Riceviamo e pubblichiamo:

Ha colto il problema chi, con profonda nostalgia, ha invocato la tutela delle tradizioni che sono indubbiamente la salvezza del Casamale, quel gomitolo di case e vicoletti dove Somma Vesuviana riconosce l’antico cuore della sua gente devota a Maria e custode del mistero-speranza delle Lucerne, la cui festa ricorre ogni quattro anni.
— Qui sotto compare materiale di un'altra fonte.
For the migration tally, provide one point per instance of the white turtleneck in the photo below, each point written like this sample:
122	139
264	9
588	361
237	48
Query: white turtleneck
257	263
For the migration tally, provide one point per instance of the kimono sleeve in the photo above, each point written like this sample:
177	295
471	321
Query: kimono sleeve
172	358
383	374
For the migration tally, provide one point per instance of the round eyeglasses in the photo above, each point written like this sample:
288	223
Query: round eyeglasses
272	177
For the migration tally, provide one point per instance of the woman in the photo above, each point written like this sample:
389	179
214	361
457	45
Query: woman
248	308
Alla Festa delle Lucerne 2010 non mancava nulla di quello che c’era. Le bandierine, l’infrascata, una massiccia e non certo diversificata proposta di vini vesuviani con pizzette, panini, ristoranti attrezzati per il famoso stocco sommese, trippe cotte, pomodorini celebrati in tutto il mondo, le “percoche” in bella mostra , frutta attrattiva per gli occhi e per la gola, mele, pere, uva, cocomeri, melloni, peperoncini forti, rossi sui lunghi rami, e colori forse più intensi e godibili dei sapori originali di !Somma impareggiabile.

La folla c’era, in calca, fino a far perdere il respiro e nei punti di sosta, dove cioè s’invertravano le fughe delle lucerne sui simultanei supporti geometrici, si aveva l’impressione di vivere l’esperienza di una linea metropolitana giapponese nelle ore di punta.
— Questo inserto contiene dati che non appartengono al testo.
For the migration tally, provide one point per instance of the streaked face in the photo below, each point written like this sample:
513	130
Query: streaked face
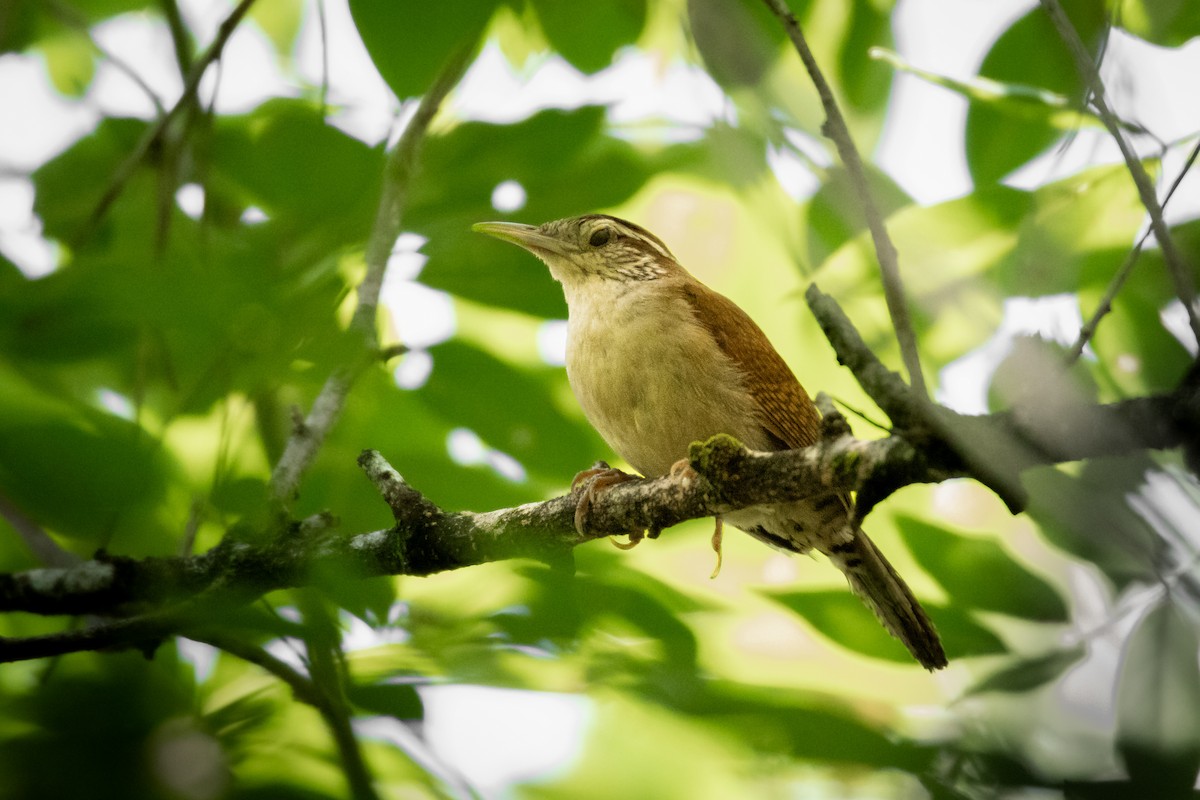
592	246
Di quello che c’era, c’era tutto. C’era la processione con la sua ritualità sempre più stanca; c’erano i buoni anziani che intanto, anche se devotissimi, non sapevano spiegare a chi li interrogava se la Madonna fosse quella della Neve o l’Addolorata. C’era la banda musicale; c’erano le consuete soste per le preghiere; c’era la folla importuna che procedeva senza curarsi della religiosità del momento.

E c’erano i fotografi, i curiosi della prima volta, gli abitudinari fedeli agli appuntamenti quadriennali.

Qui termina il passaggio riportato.